Steve Ellis, vice president of programs at Taxpayers for Common Sense, a nonpartisan budget watchdog group in Washington, said any earmark directed to an organization with personal ties to a congressman can be troubling, even if fully disclosed. “While both of these may be laudable organizations achieving important goals, it always concerns us when lawmakers are directing federal funding towards entities that their family is involved in,’’ Ellis said.

Ellis said Taxpayers for Common sense is not critical of the goals of the health center or the foundation. Instead, he said, the organization is concerned about an appropriations system with the potential to award funds based on personal ties, rather than merit....

That is AMERIKA ALL OVER!

It is NOT what you know, but WHO you know!

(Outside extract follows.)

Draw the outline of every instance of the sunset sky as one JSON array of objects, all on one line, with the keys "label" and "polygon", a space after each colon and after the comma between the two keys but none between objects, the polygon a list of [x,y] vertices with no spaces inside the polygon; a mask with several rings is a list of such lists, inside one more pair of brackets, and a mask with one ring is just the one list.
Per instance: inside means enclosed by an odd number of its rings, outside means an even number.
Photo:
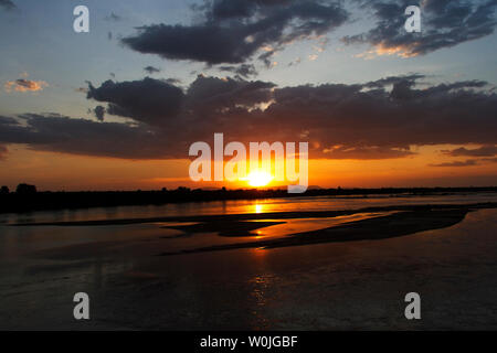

Lynch’s efforts on behalf of the two organizations date to his service in the Massachusetts Senate. He was elected to the House seat in a special election in 2001. William J. Halpin Jr., the health center’s chief executive, said that when he came aboard as director in 1998, the center was “in financial crisis.’’ Halpin, in an interview, said that Lynch arranged for state funding of $771,000 “and got us bailed out.’’

Sigh. Where is my frikkin' bailout!?

The year before, the health center had a $1.8 million deficit, according to Halpin, who said he had “sleepless nights’’ about the finances, including whether he would have enough money to pay his staff. That assistance came two years after Margaret Lynch went to work at the health center. Lynch said in her e-mail that she reduced her hours from 35 to 27.5 hours a week in 2004 because of child-care demands, with a proportionate reduction in her salary.

On Friday, Maher, Lynch’s spokeswoman, said Margaret Lynch is now paid between $50,000 and $55,000 a year.

But the congressman assures us she is NOT BENEFITING!

You know, it would help if you did not LIE, Steve!

As director of marketing and development, Margaret Lynch organizes the center’s fund-raising events, handles its advertising operations, contributes to its website design, and responds to media requests, according to Halpin.

Oh, so she IS NOT EVEN INVOLVED in ACTUAL CARE, huh?

Can you say LOOTING, reader?

John McGahan, president and chief executive of the Gavin Foundation, called Stephen Lynch “the driving force’’ behind the expansion of the foundation’s Cushing House - a residential addiction recovery center for young men and women.... it was Lynch’s intercession, while a state senator in 1999, that generated the state funds that were used to start the Cushing House.

And THEN he directed FEDERAL DOLLARS to his SELF-CREATED INTEREST!

I'm sorry, America, for my crap-hole state looting your tax dollars in such a way.

“What Congressman Lynch has done for Cushing House and Gavin Foundation has been done for the right reason, and every dollar has gone to help those youngsters,’’ McGahan said.

Sigh.

Margaret Lynch became a board member in April 2003, a month after the foundation sent her husband a letter thanking him for the first federal earmark he sponsored for Cushing House, according to McGahan.

Just a COINCIDENCE, I'm sure!

He said Margaret Lynch was invited on the board by the late James Sweeney, the foundation’s president at the time. Bringing her on, McGahan said, “seemed like a no-brainer,’’ given the work she and her husband had done for the community.

Which makes a lot of sense when you consider who we are dealing with here.

This article was prepared for a course in investigative reporting at Northeastern University. Marino Eccher’s work was overseen and this article was edited by Northeastern journalism professor Walter V. Robinson, former editor of the Globe Spotlight Team.

So you have outsourced the investigative reporting to college kids, huh, Globe?

So how much money you saving by not paying a reporter?